I created an application that processes audio data in realtime. To reduce the latency until you can hear the result, I can even process with blocks of 64 or 128 samples. For 128 samples and stereo audio at 44100hz, this results in 1024 bytes to be transferred about 344 times a second. This is a transfer size of about 345kb per second, which is not much datawise, but much in the number of transfer calls.
The problem is, that it takes very much time to do the transfer. For one block, the time to transfer a block to the GPU and back to the CPU is about one millisecond, which is really too much in my opinion.
I’m already doing it the way NVIDIA suggests in their paper with alloc_host_ptr and such stuff. And I don’t expect a solution to be found because I think these are hardware limits.

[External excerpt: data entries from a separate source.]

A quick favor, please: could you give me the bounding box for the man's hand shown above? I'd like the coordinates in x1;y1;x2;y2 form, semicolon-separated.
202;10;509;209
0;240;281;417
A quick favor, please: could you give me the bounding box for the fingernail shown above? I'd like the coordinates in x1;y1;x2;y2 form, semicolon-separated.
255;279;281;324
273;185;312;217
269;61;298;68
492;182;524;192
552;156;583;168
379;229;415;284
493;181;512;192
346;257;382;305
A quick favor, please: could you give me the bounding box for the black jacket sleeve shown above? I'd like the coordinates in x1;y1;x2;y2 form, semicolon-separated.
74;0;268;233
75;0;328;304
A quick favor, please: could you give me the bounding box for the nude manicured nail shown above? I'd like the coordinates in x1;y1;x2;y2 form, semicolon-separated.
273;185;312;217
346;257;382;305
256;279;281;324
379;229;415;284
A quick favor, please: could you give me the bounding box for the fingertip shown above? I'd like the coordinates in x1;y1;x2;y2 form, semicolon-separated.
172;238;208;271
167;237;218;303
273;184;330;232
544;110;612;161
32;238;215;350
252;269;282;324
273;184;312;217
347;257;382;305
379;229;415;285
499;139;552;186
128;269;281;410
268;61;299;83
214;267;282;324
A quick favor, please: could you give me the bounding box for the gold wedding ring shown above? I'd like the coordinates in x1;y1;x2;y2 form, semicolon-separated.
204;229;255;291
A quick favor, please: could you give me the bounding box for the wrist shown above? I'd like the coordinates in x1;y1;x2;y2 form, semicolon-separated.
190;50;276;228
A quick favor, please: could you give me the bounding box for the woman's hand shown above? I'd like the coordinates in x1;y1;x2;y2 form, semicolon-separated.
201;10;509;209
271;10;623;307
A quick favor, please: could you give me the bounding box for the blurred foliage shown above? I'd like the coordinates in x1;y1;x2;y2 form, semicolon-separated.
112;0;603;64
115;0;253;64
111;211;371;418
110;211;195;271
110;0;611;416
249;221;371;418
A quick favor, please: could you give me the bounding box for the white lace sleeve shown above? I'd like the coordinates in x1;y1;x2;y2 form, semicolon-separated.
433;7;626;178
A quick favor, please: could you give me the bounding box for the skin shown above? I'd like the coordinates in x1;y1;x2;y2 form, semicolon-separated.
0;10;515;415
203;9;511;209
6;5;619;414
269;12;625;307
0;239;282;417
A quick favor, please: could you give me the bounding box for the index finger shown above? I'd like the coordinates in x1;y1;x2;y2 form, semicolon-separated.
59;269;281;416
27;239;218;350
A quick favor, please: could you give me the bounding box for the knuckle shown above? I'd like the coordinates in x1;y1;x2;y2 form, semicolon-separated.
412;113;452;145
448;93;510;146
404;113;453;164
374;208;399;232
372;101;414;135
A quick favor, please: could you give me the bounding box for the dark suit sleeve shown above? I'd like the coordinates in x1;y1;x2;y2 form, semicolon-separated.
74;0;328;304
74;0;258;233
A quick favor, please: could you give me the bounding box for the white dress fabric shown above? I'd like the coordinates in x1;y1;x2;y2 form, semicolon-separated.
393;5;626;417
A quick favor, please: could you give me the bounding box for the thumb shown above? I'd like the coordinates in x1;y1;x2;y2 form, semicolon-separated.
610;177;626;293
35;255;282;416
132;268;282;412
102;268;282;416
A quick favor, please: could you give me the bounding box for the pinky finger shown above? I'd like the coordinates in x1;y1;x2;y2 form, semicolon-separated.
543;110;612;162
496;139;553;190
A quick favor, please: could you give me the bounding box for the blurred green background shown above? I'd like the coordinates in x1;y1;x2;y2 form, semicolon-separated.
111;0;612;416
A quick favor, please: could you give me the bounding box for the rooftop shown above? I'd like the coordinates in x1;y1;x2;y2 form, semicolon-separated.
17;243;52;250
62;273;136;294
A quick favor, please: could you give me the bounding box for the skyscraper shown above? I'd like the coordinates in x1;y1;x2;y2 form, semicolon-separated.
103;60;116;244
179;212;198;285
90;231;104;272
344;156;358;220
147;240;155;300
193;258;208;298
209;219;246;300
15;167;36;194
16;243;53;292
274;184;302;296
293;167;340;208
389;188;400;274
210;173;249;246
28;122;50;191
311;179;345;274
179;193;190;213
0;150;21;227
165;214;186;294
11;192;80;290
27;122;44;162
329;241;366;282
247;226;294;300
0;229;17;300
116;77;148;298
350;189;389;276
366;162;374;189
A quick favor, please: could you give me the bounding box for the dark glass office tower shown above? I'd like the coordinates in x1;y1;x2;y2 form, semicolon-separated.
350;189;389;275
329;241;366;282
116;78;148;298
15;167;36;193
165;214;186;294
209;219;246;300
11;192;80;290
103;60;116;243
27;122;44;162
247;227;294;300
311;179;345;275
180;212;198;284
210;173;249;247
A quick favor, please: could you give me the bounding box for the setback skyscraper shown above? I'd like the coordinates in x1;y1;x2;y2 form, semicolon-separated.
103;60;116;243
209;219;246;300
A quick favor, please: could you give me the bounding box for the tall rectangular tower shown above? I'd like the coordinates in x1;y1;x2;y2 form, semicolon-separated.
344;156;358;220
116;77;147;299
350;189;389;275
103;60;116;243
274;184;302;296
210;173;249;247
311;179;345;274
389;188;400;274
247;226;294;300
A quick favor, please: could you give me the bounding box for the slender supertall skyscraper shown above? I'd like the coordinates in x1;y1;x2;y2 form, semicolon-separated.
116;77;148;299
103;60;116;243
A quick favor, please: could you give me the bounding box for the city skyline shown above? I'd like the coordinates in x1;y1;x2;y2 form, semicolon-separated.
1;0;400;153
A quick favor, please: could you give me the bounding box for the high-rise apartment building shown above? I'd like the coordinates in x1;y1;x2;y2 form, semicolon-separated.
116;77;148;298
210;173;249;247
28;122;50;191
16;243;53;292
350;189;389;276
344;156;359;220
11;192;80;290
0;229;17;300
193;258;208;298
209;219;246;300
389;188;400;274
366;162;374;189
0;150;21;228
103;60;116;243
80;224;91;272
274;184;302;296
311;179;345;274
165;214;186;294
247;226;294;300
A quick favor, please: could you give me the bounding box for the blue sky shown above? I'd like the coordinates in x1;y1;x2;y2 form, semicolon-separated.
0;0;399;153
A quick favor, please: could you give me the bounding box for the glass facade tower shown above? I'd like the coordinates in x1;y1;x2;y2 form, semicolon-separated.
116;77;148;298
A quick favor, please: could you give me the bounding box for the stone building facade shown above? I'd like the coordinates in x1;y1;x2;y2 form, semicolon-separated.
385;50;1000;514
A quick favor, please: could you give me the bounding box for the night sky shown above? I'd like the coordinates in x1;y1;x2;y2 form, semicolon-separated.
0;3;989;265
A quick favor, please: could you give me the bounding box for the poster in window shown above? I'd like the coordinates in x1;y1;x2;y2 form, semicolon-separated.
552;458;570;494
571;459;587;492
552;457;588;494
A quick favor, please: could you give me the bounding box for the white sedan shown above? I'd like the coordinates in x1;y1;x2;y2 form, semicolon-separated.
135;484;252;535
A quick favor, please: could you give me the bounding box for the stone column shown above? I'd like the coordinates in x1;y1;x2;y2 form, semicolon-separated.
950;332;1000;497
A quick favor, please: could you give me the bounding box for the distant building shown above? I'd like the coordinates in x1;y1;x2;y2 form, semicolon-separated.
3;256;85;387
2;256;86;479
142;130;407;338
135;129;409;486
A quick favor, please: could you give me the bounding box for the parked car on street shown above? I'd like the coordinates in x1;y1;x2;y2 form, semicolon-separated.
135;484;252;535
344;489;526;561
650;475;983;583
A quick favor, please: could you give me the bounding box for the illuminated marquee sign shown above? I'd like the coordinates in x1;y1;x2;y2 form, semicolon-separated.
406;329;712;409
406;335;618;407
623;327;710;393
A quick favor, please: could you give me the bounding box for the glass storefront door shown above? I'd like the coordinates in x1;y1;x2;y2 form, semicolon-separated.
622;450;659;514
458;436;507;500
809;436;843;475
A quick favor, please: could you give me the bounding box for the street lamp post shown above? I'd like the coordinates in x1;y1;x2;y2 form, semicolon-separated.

For me it seems, that GPUs at the moment aren’t well-suited to receive many small blocks of data, they perform much better if receiving larger blocks. But for realtime audio, this is a no-go.
I was wondering why other dedicated DSP solutions for realtime audio don’t have this problem. Things like UAD, TC Powercore or others even work on the slower PCI bus without any problems, but the faster PCIe bus together with a GPU really just doesn’t perform as expected.
This seems to be a general problem, as even NVIDIA suggests to reduce data transfer whenever possible, but WHY? What is the bottleneck in the signal path?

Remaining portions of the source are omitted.